On Behalf of | May 22, 2024 | Divorce

Married couples often spend years saving together, partially with the aim of being able to afford retirement. It is easier to maintain an independent household without full-time income when two people save together and share their expenses. Those considering divorce after years of marriage and when in their 50s or beyond may have to think about their retirement plans carefully.

Divorce can negatively impact retirement preparations in two distinct ways. First, each spouse must establish their own household, which is likely to significantly increase the overall cost of retirement. Secondly, people have to divide what they have saved for retirement, which means they have fewer resources to pay their expenses.

Do people have to worry about a major change to their retirement plans if they divorce?

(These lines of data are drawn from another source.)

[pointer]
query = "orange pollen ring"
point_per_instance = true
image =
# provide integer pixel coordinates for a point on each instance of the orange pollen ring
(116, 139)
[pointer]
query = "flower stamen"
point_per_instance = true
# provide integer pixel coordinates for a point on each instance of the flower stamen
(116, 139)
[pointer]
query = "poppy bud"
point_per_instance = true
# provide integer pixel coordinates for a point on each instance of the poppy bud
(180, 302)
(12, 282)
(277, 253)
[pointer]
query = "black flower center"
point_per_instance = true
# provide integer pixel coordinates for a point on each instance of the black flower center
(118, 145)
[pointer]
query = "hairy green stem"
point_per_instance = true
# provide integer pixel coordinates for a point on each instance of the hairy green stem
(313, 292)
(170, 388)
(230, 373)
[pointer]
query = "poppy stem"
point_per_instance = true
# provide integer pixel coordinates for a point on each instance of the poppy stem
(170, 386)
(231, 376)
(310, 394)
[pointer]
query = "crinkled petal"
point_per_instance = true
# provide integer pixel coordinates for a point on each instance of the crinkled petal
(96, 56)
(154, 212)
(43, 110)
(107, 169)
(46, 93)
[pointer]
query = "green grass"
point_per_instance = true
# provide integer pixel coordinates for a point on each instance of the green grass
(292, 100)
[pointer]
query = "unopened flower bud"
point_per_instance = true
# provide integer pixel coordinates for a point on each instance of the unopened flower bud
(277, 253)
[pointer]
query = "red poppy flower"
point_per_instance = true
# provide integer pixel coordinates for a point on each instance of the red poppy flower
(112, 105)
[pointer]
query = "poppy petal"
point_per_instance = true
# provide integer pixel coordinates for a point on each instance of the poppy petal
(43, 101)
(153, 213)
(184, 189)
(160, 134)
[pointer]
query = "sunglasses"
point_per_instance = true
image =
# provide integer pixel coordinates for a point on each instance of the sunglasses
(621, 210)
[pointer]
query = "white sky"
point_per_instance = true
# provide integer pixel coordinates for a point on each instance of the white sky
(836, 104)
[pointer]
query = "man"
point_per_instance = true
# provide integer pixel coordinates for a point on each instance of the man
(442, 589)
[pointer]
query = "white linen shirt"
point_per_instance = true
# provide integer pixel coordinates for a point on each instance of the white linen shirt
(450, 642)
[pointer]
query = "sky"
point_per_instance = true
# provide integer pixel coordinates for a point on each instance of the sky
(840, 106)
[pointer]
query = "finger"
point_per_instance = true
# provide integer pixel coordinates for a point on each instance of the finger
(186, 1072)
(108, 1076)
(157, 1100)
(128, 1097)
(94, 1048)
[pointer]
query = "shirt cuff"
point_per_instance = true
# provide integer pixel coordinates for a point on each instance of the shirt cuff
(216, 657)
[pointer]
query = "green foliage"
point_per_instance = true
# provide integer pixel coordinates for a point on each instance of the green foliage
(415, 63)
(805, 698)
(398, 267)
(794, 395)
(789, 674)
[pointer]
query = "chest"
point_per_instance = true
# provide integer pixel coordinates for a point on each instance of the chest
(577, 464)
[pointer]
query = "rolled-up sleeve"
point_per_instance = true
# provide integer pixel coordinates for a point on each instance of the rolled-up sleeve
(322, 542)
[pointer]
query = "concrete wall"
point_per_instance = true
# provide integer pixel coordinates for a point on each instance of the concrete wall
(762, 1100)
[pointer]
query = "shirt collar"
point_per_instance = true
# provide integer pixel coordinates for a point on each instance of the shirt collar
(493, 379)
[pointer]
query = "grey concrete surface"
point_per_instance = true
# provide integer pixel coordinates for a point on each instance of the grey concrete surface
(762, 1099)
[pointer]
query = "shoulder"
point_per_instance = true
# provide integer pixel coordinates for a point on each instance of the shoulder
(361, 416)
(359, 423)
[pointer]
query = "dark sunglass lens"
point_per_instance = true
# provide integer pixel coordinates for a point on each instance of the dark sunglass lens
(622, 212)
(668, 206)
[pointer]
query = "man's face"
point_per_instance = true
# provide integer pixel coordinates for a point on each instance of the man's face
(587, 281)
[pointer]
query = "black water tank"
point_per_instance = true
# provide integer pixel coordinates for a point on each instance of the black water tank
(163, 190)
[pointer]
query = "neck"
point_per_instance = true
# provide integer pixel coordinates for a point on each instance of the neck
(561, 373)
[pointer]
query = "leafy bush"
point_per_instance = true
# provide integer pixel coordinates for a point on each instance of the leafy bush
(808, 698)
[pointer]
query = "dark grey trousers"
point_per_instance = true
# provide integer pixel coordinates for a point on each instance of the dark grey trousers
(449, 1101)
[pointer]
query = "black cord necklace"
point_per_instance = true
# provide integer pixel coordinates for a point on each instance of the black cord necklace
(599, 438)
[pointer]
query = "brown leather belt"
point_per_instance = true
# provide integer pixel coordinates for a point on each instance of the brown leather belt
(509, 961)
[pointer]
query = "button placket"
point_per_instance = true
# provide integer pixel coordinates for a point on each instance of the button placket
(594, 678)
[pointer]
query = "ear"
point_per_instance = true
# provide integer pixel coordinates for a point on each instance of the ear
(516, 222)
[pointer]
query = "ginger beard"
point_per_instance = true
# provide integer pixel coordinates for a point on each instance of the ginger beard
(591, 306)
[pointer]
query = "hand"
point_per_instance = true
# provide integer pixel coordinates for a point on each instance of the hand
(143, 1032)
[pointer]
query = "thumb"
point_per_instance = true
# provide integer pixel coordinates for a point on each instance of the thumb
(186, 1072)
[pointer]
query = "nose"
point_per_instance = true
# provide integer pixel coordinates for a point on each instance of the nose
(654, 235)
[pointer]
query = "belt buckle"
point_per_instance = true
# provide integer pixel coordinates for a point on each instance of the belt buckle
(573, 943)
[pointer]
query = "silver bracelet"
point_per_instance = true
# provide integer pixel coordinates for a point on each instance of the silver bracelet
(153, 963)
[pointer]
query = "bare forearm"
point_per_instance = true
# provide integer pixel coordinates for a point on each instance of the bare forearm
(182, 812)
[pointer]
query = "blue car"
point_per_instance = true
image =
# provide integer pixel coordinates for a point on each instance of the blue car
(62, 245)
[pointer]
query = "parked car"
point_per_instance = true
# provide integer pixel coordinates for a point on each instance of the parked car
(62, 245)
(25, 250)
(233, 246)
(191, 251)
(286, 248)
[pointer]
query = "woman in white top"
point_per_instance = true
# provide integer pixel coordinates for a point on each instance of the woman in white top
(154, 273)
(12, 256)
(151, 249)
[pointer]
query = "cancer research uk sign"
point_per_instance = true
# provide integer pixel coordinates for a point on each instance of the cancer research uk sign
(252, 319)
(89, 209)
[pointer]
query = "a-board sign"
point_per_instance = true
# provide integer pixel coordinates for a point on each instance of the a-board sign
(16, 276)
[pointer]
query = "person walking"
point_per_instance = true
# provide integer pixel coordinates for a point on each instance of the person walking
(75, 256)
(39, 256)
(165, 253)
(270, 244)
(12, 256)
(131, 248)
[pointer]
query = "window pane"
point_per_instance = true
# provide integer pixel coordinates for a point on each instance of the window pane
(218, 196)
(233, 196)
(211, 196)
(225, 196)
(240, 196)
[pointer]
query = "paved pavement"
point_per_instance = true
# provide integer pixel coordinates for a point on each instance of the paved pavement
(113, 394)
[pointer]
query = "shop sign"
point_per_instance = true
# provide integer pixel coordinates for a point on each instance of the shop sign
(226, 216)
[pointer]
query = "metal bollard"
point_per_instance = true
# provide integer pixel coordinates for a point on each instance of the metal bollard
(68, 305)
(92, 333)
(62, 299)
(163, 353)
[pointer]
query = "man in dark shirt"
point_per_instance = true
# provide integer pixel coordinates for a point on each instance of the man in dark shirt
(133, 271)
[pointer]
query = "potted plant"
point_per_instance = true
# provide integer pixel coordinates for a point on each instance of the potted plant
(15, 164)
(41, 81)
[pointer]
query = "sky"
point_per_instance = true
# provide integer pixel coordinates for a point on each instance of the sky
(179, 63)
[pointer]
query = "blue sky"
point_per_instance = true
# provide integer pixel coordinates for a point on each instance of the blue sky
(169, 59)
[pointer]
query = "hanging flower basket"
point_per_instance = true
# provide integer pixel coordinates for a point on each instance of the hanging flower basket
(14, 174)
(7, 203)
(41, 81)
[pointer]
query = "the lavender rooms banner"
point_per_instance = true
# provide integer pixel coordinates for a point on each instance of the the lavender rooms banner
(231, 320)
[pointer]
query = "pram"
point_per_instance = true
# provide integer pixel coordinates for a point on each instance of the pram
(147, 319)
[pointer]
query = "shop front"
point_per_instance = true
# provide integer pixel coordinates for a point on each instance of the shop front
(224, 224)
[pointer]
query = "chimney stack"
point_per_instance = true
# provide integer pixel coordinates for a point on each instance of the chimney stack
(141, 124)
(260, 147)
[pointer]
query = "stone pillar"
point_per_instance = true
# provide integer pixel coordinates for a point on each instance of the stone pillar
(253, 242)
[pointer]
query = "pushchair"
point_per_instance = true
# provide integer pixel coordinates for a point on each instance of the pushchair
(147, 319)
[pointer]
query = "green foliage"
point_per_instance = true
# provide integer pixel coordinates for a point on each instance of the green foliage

Savings are typically divisible

People generally need to understand the rules for property divisions so that they can realistically assess what resources they have to support themselves after the divorce. Retirement savings and pensions accrued during a marriage are usually subject to division when people divorce. However, actually splitting accounts is not always necessary. Some people are able to reach settlements where spouses may use other resources to offset their retirement savings. Some people may work a few extra years to rebuild what they have to withdraw from the account. Others may adjust their retirement plans or their investment strategies to work around the division of their retirement savings or pensions.

Certain benefits may still be available

Many older adults rely on a combination of private savings and government programs to ensure their stability during retirement. Both Medicare and Social Security retirement benefits are potentially available to dependent spouses after a divorce. Provided that a marriage lasts at least 10 years, someone who depended on their spouse during the marriage could potentially qualify for Social Security or Medicare even after a divorce. The claims of a dependent spouse typically do not diminish the benefits that the wage-earning spouse can receive.

While those preparing for gray divorce often need to think carefully about their expectations for retirement and how to budget after dividing their property, retirement is still an achievable goal. Having the right support can make it easier for those facing gray divorce to move on happily afterward.